I've been lurking for a while and wasn't going to join the discussions until I'd finished the sequences, but it doesn't look like anyone has mentioned the possibility of just switching to a 28 hour sleep cycle. I've wanted to try one for years, but college or work always conflicted.

Basically, you go to sleep 4 hours later each night. Your first bedtime is midnight, then 4AM, then 8AM, etcetera. By the 6^th sleep cycle, you will have slipped back a total of 24 hours. Because of this, the crossover point occurs after 7 days.

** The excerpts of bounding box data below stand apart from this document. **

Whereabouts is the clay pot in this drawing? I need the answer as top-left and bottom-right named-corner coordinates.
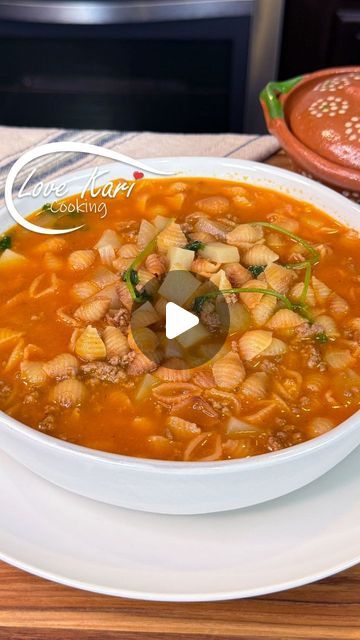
top-left (260, 67), bottom-right (360, 203)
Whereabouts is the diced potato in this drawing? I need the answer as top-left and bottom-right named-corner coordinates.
top-left (226, 416), bottom-right (261, 435)
top-left (159, 271), bottom-right (201, 306)
top-left (199, 242), bottom-right (240, 264)
top-left (95, 229), bottom-right (121, 249)
top-left (131, 302), bottom-right (160, 327)
top-left (0, 249), bottom-right (27, 267)
top-left (135, 373), bottom-right (159, 402)
top-left (176, 322), bottom-right (210, 349)
top-left (168, 247), bottom-right (195, 271)
top-left (153, 216), bottom-right (169, 231)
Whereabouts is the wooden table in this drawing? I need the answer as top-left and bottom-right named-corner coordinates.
top-left (0, 152), bottom-right (360, 640)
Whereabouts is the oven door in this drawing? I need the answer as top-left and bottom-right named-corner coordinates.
top-left (0, 0), bottom-right (282, 133)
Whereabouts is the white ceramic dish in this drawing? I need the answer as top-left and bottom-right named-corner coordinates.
top-left (0, 448), bottom-right (360, 600)
top-left (0, 158), bottom-right (360, 514)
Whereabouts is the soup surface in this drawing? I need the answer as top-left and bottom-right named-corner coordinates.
top-left (0, 178), bottom-right (360, 461)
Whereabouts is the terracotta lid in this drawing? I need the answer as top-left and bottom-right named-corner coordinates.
top-left (286, 71), bottom-right (360, 168)
top-left (260, 66), bottom-right (360, 198)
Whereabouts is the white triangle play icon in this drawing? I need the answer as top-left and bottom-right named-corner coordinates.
top-left (166, 302), bottom-right (199, 340)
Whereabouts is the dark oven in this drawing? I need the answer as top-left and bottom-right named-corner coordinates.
top-left (0, 0), bottom-right (283, 132)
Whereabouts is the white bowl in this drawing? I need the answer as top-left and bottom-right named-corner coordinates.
top-left (0, 158), bottom-right (360, 514)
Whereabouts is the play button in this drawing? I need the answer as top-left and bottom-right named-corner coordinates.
top-left (165, 302), bottom-right (200, 340)
top-left (130, 270), bottom-right (229, 375)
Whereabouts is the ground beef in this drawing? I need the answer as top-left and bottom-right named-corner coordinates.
top-left (23, 391), bottom-right (39, 404)
top-left (80, 362), bottom-right (126, 384)
top-left (294, 322), bottom-right (324, 340)
top-left (38, 413), bottom-right (56, 431)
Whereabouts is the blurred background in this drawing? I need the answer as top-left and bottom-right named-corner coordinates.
top-left (0, 0), bottom-right (360, 133)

This means it is possible to maintain a relatively normal schedule, so long as you can leave work early on Mondays, and get to work late on Fridays due to sleep.

Xkcd has a rather nice graphical illustration, and the comic explanation is a bit more thorough than I was.

Comment author: tut 12 February 2015 12:37:01PM 1 point [-]

And this schedule will also drive you stark raving mad.

Shift work, especially work where you have to be up at night sometimes but not always, is associated with heart attacks, weight gain and several different psychiatric conditions that involve being miserable and unproductive etc.

If you want to change your sleep schedule without getting jet lagged you should shift your wake up time by no more than 10 minutes per day. So shifting one hour should take almost a week, four hours the better part of a month.

Comment author: lmm 14 February 2015 11:01:37AM 1 point [-]

This isn't traditional shift work; in shift work you shift by 8 hours all at once, and then it takes ~5 days for bodily hormones to adjust. Shifting by 2 hours a day has less of an obvious problem. Do you have a source for that 10 minutes claim? IIRC the body's natural cycle in the absence of external cues tends to be ~25 hours, so I would expect the "no jetlag shift" to be asymmetric.